However, the implementation of HTA in low-income countries faces numerous challenges, including a lack of local data, limited technical expertise, and weak or non-existent local institutions with the capacity to conduct HTA. [4] LMICs are also faced with a politicised decision-making process where decisions often shift to higher political levels where budget constraints and political considerations may outweigh analytical approaches.

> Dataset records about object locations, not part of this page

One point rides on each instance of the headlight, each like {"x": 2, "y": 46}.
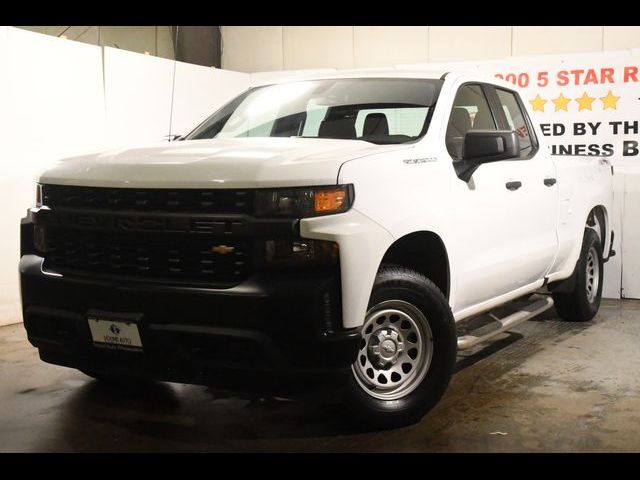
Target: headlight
{"x": 304, "y": 202}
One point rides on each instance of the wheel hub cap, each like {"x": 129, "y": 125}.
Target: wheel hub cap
{"x": 396, "y": 350}
{"x": 385, "y": 347}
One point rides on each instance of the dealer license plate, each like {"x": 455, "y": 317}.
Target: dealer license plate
{"x": 115, "y": 333}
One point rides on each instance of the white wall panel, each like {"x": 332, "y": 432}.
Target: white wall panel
{"x": 317, "y": 47}
{"x": 631, "y": 235}
{"x": 138, "y": 97}
{"x": 620, "y": 38}
{"x": 200, "y": 91}
{"x": 55, "y": 107}
{"x": 450, "y": 44}
{"x": 251, "y": 49}
{"x": 384, "y": 46}
{"x": 530, "y": 40}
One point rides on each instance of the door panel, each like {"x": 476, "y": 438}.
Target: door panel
{"x": 506, "y": 215}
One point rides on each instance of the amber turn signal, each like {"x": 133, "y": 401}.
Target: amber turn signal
{"x": 330, "y": 200}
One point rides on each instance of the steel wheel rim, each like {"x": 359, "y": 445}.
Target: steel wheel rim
{"x": 396, "y": 350}
{"x": 592, "y": 275}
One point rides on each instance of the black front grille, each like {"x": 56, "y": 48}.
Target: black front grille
{"x": 158, "y": 257}
{"x": 149, "y": 199}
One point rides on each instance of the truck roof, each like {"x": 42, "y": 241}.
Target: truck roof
{"x": 293, "y": 76}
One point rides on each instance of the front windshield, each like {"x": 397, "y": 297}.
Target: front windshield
{"x": 377, "y": 110}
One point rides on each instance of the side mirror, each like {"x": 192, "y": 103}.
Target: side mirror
{"x": 484, "y": 146}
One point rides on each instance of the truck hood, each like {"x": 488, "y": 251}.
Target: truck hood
{"x": 217, "y": 163}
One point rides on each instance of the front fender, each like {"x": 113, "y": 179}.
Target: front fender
{"x": 362, "y": 244}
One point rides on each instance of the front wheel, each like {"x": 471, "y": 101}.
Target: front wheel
{"x": 582, "y": 304}
{"x": 407, "y": 353}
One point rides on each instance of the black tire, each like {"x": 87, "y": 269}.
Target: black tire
{"x": 395, "y": 283}
{"x": 577, "y": 306}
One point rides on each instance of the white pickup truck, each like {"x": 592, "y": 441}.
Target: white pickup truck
{"x": 326, "y": 233}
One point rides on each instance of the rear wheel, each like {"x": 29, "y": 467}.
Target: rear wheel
{"x": 582, "y": 304}
{"x": 407, "y": 353}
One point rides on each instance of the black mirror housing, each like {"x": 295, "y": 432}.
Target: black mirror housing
{"x": 484, "y": 146}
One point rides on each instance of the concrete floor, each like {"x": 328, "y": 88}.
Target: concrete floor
{"x": 546, "y": 386}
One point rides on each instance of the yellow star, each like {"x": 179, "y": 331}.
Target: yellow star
{"x": 561, "y": 103}
{"x": 610, "y": 101}
{"x": 538, "y": 103}
{"x": 585, "y": 102}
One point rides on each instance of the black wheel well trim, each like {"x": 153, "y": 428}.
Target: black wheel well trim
{"x": 568, "y": 284}
{"x": 425, "y": 252}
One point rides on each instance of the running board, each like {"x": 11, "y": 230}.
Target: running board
{"x": 529, "y": 311}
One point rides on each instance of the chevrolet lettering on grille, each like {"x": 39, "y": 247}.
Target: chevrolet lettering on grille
{"x": 136, "y": 223}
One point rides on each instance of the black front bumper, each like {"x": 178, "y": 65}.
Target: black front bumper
{"x": 274, "y": 333}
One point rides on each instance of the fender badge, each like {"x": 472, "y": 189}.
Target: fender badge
{"x": 413, "y": 161}
{"x": 222, "y": 249}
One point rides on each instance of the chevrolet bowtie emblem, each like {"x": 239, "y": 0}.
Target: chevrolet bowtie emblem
{"x": 222, "y": 249}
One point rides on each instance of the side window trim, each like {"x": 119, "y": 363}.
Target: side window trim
{"x": 485, "y": 88}
{"x": 504, "y": 124}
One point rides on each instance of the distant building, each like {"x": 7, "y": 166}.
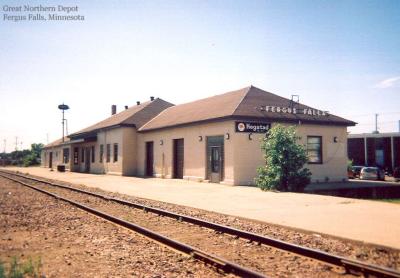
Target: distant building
{"x": 216, "y": 139}
{"x": 375, "y": 149}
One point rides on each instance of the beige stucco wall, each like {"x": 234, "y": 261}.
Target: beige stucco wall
{"x": 242, "y": 156}
{"x": 125, "y": 137}
{"x": 334, "y": 155}
{"x": 248, "y": 156}
{"x": 57, "y": 156}
{"x": 194, "y": 150}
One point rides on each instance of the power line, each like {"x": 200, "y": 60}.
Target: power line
{"x": 371, "y": 114}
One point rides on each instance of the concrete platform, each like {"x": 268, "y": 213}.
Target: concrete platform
{"x": 368, "y": 221}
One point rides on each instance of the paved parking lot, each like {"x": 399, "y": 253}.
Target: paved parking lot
{"x": 369, "y": 221}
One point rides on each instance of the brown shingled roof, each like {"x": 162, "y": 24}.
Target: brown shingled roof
{"x": 136, "y": 116}
{"x": 240, "y": 104}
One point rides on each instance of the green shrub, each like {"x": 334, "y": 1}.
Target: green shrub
{"x": 285, "y": 160}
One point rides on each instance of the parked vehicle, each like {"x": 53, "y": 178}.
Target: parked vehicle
{"x": 372, "y": 173}
{"x": 356, "y": 171}
{"x": 350, "y": 173}
{"x": 396, "y": 174}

This can lead to a focus on budget impact at the expense of other important factors, introducing a dysfunctional bias into the application and interpretation of HTAs. This lack of reliable data makes it difficult to adapt international pharmacoeconomics models from high income countries for new pharmaceutical products to support reimbursement decision making effectively in LMICs. [5] Despite these obstacles, there is a growing interest in HTA in LMICs, albeit with varying levels of institutional development and limited application in making regulatory, coverage, and reimbursement decisions. [4]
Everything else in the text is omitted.